Tips
Queue for fast throughput
There is a quick turnaround queue to enable high throughput jobs requiring 10 minutes or less.
Prerequisites: You must have at Version 0.3.1 or 0.3.2 of the client software installed. The download can be found here:
http://www.cac.cornell.edu/matlab/downloads/
Limits: 8 cores, 10 minutes. Submission will fail if you submit a job with higher limits!
Usage: Issue the command ClusterInfo.setQueueName('Quick'); before you submit your job. The setting applies to all subsequent job submissions. The setting persists even after you restart MATLAB, as does setWallTime.
Example:
≫ ClusterInfo.setWallTime(10);
≫ ClusterInfo.setQueueName('Quick');
To return to the normal queue, issue:
≫ ClusterInfo.setQueueName('Default');
Queue for GPU nodes
Notes:
- In the current configuration, the GPU queue will only work for distributed jobs and will not work with pool/parallel jobs. This is due to how the GPU queue is configured to only allow one job per-node to prevent problems with scheduling.
- You must first request access to the GPU node pool before you can submit jobs.
- You must be running R2011a.
Create a function that utilizes GPUs, e.g. here is a simple function that compares the time to compute the fft of a vector of 100 million random numbers on the CPU and on the GPU.
function [nongpu,gpu] = gputest()
t = rand(100000000,1);
tic; fft(t); nongpu=toc;
tic; gt = gpuArray(t); gather(fft(gt)); gpu=toc;
end
|
Specify the GPU queue, then create and run the job. The result shows that the GPU fft calculation is at least twice as fast than the CPU version when performed on a vector of 100 million numbers.

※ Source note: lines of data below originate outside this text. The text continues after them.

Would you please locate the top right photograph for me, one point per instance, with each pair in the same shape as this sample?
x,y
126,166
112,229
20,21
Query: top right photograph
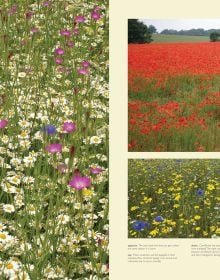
x,y
174,85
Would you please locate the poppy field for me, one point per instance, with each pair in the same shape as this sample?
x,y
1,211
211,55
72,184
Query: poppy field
x,y
54,140
174,97
174,198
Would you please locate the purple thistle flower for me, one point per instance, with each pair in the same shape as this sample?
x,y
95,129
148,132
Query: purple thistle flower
x,y
58,60
46,3
75,31
70,44
3,123
34,30
78,182
29,15
69,127
200,192
85,64
95,15
83,71
59,51
79,19
95,170
49,129
65,32
62,167
159,219
54,148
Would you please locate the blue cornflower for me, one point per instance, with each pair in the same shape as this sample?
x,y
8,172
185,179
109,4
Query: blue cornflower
x,y
49,129
139,225
159,219
200,192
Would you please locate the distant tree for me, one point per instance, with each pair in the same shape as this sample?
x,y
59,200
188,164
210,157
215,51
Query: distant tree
x,y
214,37
152,29
138,32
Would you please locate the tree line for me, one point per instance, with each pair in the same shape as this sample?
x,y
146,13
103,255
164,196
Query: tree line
x,y
139,33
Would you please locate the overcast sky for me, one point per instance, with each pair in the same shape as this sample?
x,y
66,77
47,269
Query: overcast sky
x,y
184,24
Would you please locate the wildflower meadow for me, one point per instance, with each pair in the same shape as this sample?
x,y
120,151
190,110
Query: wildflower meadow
x,y
174,198
174,97
53,140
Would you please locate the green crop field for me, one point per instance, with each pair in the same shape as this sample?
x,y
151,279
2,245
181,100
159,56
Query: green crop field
x,y
160,38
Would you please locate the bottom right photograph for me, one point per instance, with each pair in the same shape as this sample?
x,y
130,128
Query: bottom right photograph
x,y
173,198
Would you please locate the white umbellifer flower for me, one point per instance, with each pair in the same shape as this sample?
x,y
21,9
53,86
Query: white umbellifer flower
x,y
38,135
11,268
24,124
15,161
29,161
25,144
5,139
21,74
28,180
63,219
2,226
77,205
8,208
95,140
19,200
23,135
8,188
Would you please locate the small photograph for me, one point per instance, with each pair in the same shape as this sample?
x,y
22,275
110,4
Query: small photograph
x,y
174,198
174,85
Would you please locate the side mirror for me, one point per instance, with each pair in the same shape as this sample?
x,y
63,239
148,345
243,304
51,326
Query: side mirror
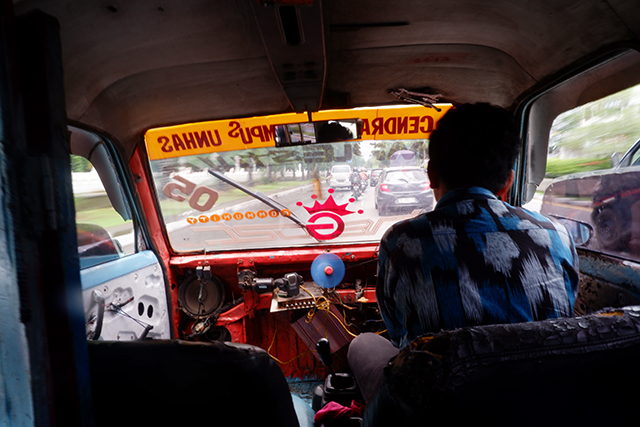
x,y
581,232
615,159
317,132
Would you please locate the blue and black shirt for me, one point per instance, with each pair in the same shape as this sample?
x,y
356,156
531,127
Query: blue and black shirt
x,y
474,260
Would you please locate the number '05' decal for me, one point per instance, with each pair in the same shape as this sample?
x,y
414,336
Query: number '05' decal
x,y
184,188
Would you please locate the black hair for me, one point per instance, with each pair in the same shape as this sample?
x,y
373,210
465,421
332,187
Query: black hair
x,y
474,145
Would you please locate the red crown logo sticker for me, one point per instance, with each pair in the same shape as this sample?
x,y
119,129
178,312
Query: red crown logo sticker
x,y
325,222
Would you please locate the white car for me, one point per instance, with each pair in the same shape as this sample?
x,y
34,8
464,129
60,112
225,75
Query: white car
x,y
340,177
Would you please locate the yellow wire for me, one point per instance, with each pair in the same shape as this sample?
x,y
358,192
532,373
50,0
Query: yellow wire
x,y
320,303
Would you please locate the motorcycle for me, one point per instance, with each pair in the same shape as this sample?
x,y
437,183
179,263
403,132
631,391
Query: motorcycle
x,y
357,185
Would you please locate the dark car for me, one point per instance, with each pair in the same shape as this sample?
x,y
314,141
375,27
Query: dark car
x,y
373,177
403,189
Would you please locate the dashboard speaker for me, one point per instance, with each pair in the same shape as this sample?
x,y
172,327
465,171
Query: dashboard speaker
x,y
201,297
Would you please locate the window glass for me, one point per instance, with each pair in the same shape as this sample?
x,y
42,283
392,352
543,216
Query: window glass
x,y
277,191
587,183
102,233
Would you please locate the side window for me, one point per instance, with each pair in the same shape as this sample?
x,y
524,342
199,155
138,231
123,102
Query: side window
x,y
104,232
584,185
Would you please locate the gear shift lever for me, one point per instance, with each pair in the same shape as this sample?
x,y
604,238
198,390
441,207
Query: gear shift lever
x,y
324,351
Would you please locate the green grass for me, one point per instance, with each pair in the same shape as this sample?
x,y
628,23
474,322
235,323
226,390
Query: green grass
x,y
98,210
559,167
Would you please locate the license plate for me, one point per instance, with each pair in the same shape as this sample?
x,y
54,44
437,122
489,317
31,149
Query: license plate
x,y
405,200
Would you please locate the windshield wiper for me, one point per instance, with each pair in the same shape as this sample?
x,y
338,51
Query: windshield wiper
x,y
262,197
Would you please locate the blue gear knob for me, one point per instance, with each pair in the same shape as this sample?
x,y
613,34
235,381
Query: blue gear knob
x,y
327,270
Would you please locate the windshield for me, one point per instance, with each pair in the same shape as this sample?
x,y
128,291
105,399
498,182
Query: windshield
x,y
289,195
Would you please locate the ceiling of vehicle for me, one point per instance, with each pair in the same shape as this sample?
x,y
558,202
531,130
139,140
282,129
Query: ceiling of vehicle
x,y
132,65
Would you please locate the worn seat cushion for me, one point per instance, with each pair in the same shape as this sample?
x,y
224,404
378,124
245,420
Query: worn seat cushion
x,y
158,382
570,370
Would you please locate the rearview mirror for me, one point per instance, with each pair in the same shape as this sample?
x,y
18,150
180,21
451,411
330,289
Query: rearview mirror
x,y
317,132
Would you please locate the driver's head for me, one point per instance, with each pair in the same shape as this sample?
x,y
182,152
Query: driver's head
x,y
474,145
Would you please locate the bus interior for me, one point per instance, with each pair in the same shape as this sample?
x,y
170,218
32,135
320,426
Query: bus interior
x,y
191,222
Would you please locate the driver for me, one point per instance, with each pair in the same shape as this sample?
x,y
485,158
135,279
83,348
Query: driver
x,y
475,259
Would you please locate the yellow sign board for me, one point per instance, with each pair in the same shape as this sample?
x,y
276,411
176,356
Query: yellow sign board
x,y
412,122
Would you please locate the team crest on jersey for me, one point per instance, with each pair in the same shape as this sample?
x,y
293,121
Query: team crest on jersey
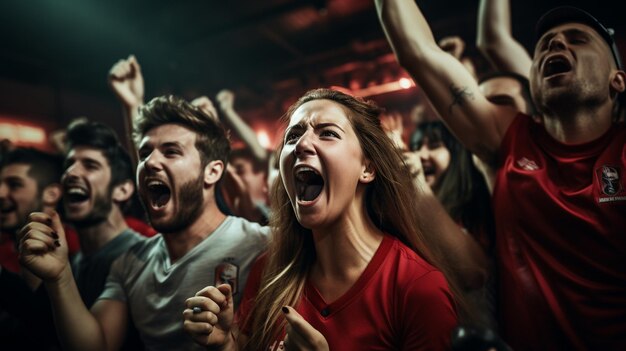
x,y
227,273
610,183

>> ClusterInfo.setQueueName('GPU');
>> sched = findResource('scheduler','configuration','cacscheduler');
>> j = createJob();
>> createTask(j,@gputest,2);
>> j.FileDependencies = {'gputest.m'};
>> submit(j);
>> wait(j);
Downloading completed job: Job1.
>> j.getAllOutputArguments
ans =
[7.4863] [2.5106]
Email notification of job status
This function will allow you to send email from your job. For example, you may want to
send an email when your job begins and ends. Note, you must put a valid email address in the two locations shown with italics.
Example for a distributed job:
Add the line to your job as a standalone task to get email notification when it starts.
t = createTask(j,@cac_sendmail,0,{'from address','to address','job started'});
. . .
t = createTask(j,@cac_sendmail,0,{'from address','to address','job ending'});
Example for a parallel job:
For a parallel job, it's best to call cac_sendmail from only one worker, otherwise you’ll get one message for each core requested.
if labindex == 1:
cac_sendmail(‘from address’,’to address’,’parallel job started’);
Renew your certificate - it expires after 12 hours.
Certificates are required for all operations and they do expire after 12 hours. If your certificates expire during the run, you will see:
Certificate not valid:certificate expired on 20100222090150GMT+00:00
??? Error while evaluating TimerFcn for timer 'timer-1'
There is a workaround to get a new certificate in mid-stride. If you see this message, issue these two lines:
>> CM = edu.cornell.cac.tuc.littlejohn.globus.CertManager.getInstance();
>> CM.clearCreds();
This will pop-up the dialog to enter your username and password again and operations will continue to work.
Then, re-call:
>> waitForJobState(jobobject);
We expect to have a more robust solution soon.
As an alternative for long running jobs that will shorten execution time a little, note that you
don’t need to leave matlab open polling on that status function every 10 seconds for 18 hours.
You can actually just close matlab down and restart it in the morning and go check on the state of your job.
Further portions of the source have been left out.